Icelandic Finance Minister Steingrimur Sigfusson said the government would not resign.

"There is no reason for that," he said. "If the agreement is defeated in the referendum, we will address that question."

A referendum will be held as soon as possible but will not take place for at least a month.

Resolving the Icesave dispute has long been seen as necessary for Iceland's plan to join the European Union and for getting the economy back on its feet.

The government wants a deal, but there is deep resentment on the island. Many Icelanders believe it is unfair that taxpayers must foot the bill for mistakes made by private banks.

The Dutch government said the time had passed for talks over Iceland's debts.
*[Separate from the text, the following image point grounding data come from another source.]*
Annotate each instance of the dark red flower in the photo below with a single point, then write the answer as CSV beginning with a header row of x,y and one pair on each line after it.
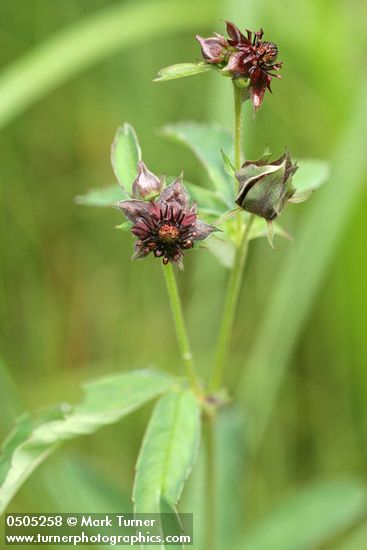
x,y
245,57
166,226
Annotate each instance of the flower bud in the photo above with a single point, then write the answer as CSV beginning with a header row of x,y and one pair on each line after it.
x,y
214,48
147,185
264,187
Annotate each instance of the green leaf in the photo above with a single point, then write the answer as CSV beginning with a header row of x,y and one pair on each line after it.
x,y
104,196
208,201
181,70
228,165
89,41
231,462
168,452
310,517
311,174
206,141
106,401
298,281
125,155
223,249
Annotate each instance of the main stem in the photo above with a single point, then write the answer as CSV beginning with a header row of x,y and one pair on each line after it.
x,y
234,287
180,326
234,284
237,134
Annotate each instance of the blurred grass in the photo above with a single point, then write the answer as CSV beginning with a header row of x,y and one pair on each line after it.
x,y
72,306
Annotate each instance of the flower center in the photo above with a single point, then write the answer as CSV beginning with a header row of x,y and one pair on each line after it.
x,y
168,233
267,51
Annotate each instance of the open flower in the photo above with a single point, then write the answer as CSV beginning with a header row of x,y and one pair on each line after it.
x,y
244,57
264,188
167,226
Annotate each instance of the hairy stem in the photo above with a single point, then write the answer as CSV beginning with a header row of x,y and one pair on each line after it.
x,y
180,326
210,481
237,134
234,287
235,280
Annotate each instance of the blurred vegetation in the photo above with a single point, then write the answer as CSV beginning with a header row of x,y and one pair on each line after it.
x,y
73,306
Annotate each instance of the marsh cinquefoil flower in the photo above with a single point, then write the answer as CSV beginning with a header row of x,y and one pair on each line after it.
x,y
166,226
243,57
264,188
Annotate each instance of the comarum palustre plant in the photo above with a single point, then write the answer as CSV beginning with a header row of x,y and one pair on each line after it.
x,y
167,221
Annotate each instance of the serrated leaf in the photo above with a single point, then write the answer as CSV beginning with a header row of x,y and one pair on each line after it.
x,y
106,401
310,517
206,141
125,155
181,70
168,452
311,174
104,196
228,165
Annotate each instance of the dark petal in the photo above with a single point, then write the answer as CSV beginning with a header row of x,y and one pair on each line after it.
x,y
141,230
175,195
188,219
259,83
213,48
202,230
140,251
235,64
155,210
133,209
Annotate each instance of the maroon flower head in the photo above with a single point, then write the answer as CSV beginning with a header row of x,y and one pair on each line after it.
x,y
244,57
167,226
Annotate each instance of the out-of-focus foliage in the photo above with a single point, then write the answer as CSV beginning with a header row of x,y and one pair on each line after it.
x,y
72,306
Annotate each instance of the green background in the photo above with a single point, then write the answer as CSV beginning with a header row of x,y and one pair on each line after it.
x,y
72,306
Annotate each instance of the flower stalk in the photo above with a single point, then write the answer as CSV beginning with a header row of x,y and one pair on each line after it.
x,y
180,327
"We have passed the stage of negotiations, but it is not up to us how this situation in Iceland will advance. We are sure the Icelandic government will consider the new situation and we hope to hear from them soon," Dutch Finance Ministry spokesman Niels Redeker said.

A British Treasury spokesman said: "We have noted the decision of the Icelandic president. We look forward to clarification of the Icelandic position in the coming days."

COLLAPSE

Iceland's financial meltdown caused the crown currency to collapse and sent the economy into a tailspin. The country had to be bailed out by the International Monetary Fund and others.

Strict capital controls were slapped in place to prevent an outflow of funds, keeping Iceland cut off from international capital markets and stunting its recovery.

Things have slowly been returning to normal. Interest rates have dropped from around 18 percent to 4.25 percent currently and inflation is under control. The country has taken steps to recapitalize its banking system and the central bank has been mulling its first international debt issue since the crisis.

The economy should grow this year for the first time since 2008.

The Icesave bill was supposed to be another step toward normalization.

Should Icelanders reject the plan, however, progress on EU membership and ending capital controls -- key to restarting the flow of foreign investment -- will be more difficult.

Prime Minister Johanna Sigurdardottir said she was concerned that repayment terms could now be set by European authorities who would step in if the three parties cannot agree.

The government has said the ultimate cost for Iceland under the current Icesave bill was likely to be no more than 50 billion crowns ($425 million), with Landsbanki assets covering the rest. The EU could set tougher terms.

Grimsson's veto was the second time he has rejected an Icesave repayment bill.

In a March 2010 referendum, an overwhelming majority of the country's roughly 200,000 voters threw out an earlier payment plan, sending negotiations between the three countries back to square one and delaying economic recovery.

A total of 44 members of the 63-seat parliament backed the new repayment plan earlier this week.